É a velha questão da incapacidade da esquerda dialogar com o eleitorado evangélico. Mais para o final do texto, um conjunto de observações, atribuído ao pastor Henrique Vieira, resume o argumento:
“A esquerda abdicou de falar de família por entendê-la apenas como reprodutora do patriarcado. Também abdicou de falar do amor porque isso ‘não é racional’ (além de ser ‘cafona’); e abdicou de falar de vida porque defender a vida seria ser contra o aborto. Henrique defende que progressistas guardem suas cartilhas e palavras de ordem, e dialoguem com evangélicos usando como idioma a defesa da vida, do amor e da família”.
Trata-se de uma distorção interessada.
Como a esquerda não fala de “vida”? A defesa da vida das mulheres, da população negra, dos povos indígenas, das pessoas LGBT, dos miseráveis e dos despossuídos, tudo isto está no centro do discurso da esquerda. (A posição antiarmamentista também serviria de exemplo.)
A esquerda não fala de “amor”? Mas o tema piegas do “amor contra o ódio” é repetido ad nauseam.
E é por reafirmar que qualquer maneira de amor vale a pena que a esquerda expande sua defesa da “família” para além do formato convencional.
O que se está querendo dizer, com essa crítica falsa, é que a esquerda deveria assumir o discurso religioso conservador sobre família, amor e vida, abdicando de tensioná-lo.
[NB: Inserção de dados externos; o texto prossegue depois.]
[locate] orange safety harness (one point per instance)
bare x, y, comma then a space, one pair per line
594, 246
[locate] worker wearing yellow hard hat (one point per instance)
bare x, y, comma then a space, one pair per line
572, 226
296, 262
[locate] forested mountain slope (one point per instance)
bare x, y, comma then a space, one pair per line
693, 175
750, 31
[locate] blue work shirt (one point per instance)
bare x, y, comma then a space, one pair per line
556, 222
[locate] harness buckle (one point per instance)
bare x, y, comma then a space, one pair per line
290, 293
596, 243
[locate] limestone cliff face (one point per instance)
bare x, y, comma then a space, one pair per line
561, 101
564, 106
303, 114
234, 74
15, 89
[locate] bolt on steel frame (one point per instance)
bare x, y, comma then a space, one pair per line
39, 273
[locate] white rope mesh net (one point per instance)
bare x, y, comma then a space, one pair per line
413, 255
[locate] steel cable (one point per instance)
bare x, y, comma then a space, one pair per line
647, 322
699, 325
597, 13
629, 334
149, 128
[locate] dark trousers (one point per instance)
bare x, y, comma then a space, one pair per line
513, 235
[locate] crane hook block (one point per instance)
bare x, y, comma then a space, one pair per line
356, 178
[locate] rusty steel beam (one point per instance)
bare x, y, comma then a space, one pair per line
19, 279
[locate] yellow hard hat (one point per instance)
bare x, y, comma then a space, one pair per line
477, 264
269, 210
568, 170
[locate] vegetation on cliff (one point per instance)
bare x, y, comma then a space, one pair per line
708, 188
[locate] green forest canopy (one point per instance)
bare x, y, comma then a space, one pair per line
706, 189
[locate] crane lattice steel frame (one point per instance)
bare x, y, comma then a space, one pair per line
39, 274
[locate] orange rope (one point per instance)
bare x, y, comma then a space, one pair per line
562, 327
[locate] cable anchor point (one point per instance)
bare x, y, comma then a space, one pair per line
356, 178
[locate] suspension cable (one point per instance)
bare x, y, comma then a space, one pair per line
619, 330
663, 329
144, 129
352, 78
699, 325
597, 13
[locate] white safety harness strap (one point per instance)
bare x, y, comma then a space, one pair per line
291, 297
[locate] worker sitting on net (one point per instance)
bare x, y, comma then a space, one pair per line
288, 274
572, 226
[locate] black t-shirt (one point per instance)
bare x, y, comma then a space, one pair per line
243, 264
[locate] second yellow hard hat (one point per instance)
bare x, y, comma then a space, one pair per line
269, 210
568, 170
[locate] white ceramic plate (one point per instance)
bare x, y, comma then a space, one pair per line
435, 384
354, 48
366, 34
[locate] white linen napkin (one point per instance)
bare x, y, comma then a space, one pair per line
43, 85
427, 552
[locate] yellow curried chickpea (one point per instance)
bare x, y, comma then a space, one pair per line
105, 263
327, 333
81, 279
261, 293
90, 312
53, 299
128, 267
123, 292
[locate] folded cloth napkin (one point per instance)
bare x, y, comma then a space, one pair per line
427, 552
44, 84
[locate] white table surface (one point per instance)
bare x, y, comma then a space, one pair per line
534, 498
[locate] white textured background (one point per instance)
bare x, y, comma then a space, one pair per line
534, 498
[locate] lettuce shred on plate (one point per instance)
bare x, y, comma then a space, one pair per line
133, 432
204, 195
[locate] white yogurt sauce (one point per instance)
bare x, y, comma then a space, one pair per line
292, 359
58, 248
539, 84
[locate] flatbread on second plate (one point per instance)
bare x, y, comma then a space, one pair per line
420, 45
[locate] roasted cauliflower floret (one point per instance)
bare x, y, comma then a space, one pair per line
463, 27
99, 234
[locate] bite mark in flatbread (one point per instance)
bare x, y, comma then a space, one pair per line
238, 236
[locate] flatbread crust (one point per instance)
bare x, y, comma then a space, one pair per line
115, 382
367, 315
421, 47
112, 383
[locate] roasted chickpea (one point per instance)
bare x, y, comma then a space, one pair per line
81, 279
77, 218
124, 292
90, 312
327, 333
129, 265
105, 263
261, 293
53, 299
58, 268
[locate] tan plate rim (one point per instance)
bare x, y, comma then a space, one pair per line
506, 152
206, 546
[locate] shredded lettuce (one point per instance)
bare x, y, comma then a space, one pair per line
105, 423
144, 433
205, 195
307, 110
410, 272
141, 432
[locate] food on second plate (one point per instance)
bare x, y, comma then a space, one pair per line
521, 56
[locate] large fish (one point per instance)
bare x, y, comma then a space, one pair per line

Abrindo mão, em suma, do combate a múltiplas formas de dominação e opressão.
Sem discutir o cerceamento da autonomia das mulheres, a negação dos direitos das crianças, as agressões às pessoas LGBT, os ataques a religiões de matriz africana…
E chegando a episódios lamentáveis, como o desfile de políticos ajoelhados pedindo apoio divino para suas campanhas ou a declaração de nosso candidato presidencial, ontem, colocando a Bíblia em pé de igualdade com a Constituição.
É o de sempre: nunca falta um spin doctor para dizer que o caminho para a esquerda é deixar de ser de esquerda.